At the end of its second issue, ARUP makes two additional arguments. ARUP argues that there is no evidence that James's treating health care providers would have changed the treatment for James if they had been told of this critical finding. We disagree. The entire reason that the health care providers were taking cultures and testing was to identify the source of the infection and determine the proper treatment for James. Dr. Miller's report notes, "An organism needs to be found as a cause of the infection." Dr. Miller's causation opinion was sufficiently linked to the underlying facts. See Van Ness, 461 S.W.3d at 144.
And finally, ARUP contends that Dr. Miller's report lists three different earlier instances of negligence that could have resulted in identifying the mycobacterial infection. Whether there is a basis for other providers to be found negligent is not our focus here. See Tex. Civ. Prac. & Rem. Code Ann. § 74.351(i) ("Nothing in this section shall be construed to mean that a single expert must address all liability and causation issues with respect to all physicians or health care providers . . . ."); Windrum v. Kareh, 581 S.W.3d 761, 777-78 (Tex. 2019) (noting that injury may have more than one proximate cause, and defendant's negligence need not be sole or immediate cause but must be substantial factor in causing injury); McKellar v. Cervantes, 367 S.W.3d 478, 485 (Tex. App.-Texarkana 2012, no pet.) (noting that "[a]n expert may also establish causation by explaining a chain of events that begins with a defendant healthcare provider's negligence and ends in injury to the plaintiff."). The report is not required to prove the defendant's liability, only to provide notice of what conduct forms the basis of the plaintiff's claims. See Longino v. Crosswhite, 183 S.W.3d 913, 916 (Tex. App.-Texarkana 2006, no pet.). As this court is keenly aware, an expert witness's causation opinion can satisfy Chapter 74 even when there are conflicting statements as to the causal relationship. See Van Ness, 461 S.W.3d at 144.

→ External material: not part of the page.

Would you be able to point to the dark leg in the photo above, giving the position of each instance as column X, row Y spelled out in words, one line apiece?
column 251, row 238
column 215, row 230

Dr. Miller's supplemental expert report (1) informed ARUP of the specific conduct the Crawfords have called into question, and (2) provided a basis for the trial court to conclude that the claims have merit. See Loasiga, 379 S.W.3d at 260. We, therefore, hold that the trial court did not abuse its discretion by overruling ARUP's objection to Dr. Miller's report.
We overrule ARUP's second issue.
Disposition
Having overruled ARUP's first and second issues, we affirm the trial court's order overruling ARUP's objections to the Crawfords' expert report.
JUDGMENT
THIS CAUSE came to be heard on the appellate record and briefs filed herein, and the same being considered, it is the opinion of this court that there was no error in the judgment.
It is therefore ORDERED, ADJUDGED, and DECREED that the judgment of the court below be in all things affirmed, and that this decision be certified to the court below for observance.